New Zealand's busiest apartment developer fears the industry could be hampered if a long-awaited law change goes ahead and it opposes more disclosure to off-the-plan unit buyers.
Submissions are now public on reforming New Zealand's $50 billion apartment sector, with many industry specialists backing strengthening the law, a move championed for years by ex-Auckland Central MP Nikki Kaye and National leader Judith Collins.
Labour backs the law change.
But Conrad Properties opposes part of that, saying it built 4300 Auckland units and is developing a further 570 city places so has an "exceptional understanding" of existing law.
"We predict these proposed changes will encumber the development of much-needed residential housing where we need it most: our city centres," Conrad directors Jamie Hutchens and Benjamin Dearlove told the select committee.
Conrad built some of the city's largest blocks including Zest Apartments at 72 Nelson St, Stanford Apartments at 189 Hobson St, Harvard Apartments at 147 Hobson St, Volt at 430 Queen St, Eclipse Apartments at 156 Vincent St and Aura Apartments at 53 Cook St.
The business was founded by ex-Bayleys agent Robert Holden and it pioneered many big projects last decade.
Conrad told the committee that strengthening the law for off-the-plan apartment sales by forcing developers to provide more regular disclosure statements would mean fewer apartments built.
"Funders - both mezzanine and primary bank - require watertight sales in order to provide funding. No funder will fund off-the-plan developments if they do not have complete pre-sale certainty," Conrad's submission said.
The new law would make developers provide more pre-settlement disclosure statements to give buyers more information.
But Conrad said it could take two to three years to finish a development and establish a body corporate, so "expecting developers to provide an updated disclosure statement to all purchasers at any time and within five working days through this period is unfeasible".
Enabling buyers to delay settlement if disclosures were late, incomplete or refused was even worse, Conrad said.
In March, a Members' Bill to amend the Unit Titles Act passed its first reading in Parliament.

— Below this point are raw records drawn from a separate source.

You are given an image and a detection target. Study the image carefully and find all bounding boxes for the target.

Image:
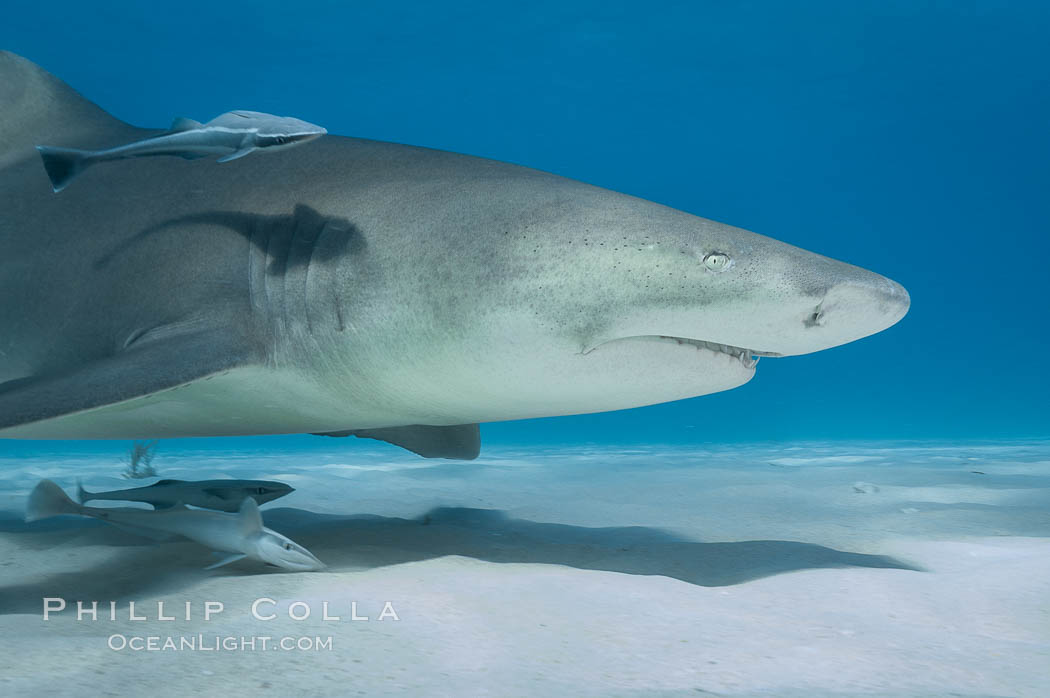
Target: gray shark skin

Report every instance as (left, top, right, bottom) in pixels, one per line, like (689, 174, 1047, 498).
(36, 110, 327, 192)
(0, 52, 910, 460)
(77, 478, 294, 512)
(27, 479, 325, 571)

The Unit Titles (Strengthening Body Corporate Governance and Other Matters) Amendment Bill, under National housing spokeswoman Nicola Willis, wants to reform law on managing and running apartment blocks.
• Better information disclosure to buyers;
• Stronger body corporate governance;
• Increasing managers' professionalism and standards;
• Long-term maintenance planning and funding should be adequate and proportionate to the size of a building;
• Smaller building owners could opt out of long-term maintenance plans;
• Reducing proxy farming by setting a maximum of proxy votes at 5 per cent;
• Clarifying 25 per cent quorum AGM requirements;
• Enabling the flexibility to apportion utility costs based on use.
Auckland Council Planning Committee chair Chris Darby, deputy chair Josephine Bartley and Māori Statutory Board independent member Tau Henare backed the changes, saying more apartments were planned.
"Tāmaki Makaurau is home to one-third of New Zealand's population, with over 1.7 million people. Over the next 30 years, this could increase by another 720,000 people, potentially requiring another 313,000 dwellings and 263,000 jobs.
"The rate and speed of Auckland's population growth puts pressure on our communities, our environment, and our housing and infrastructure networks, including roads. It also means increasing demand for space, infrastructure, and services necessary to support this level of growth," they said.
More apartments, townhouses, flats and units were being consented in Auckland than stand-alone dwellings.
Leonie Freeman, Property Council of New Zealand chief executive, said reform was "long overdue" but refinements were needed to the law change's proposals to alter disclosure rules, body corporate governance and planning and funding long-term maintenance plans.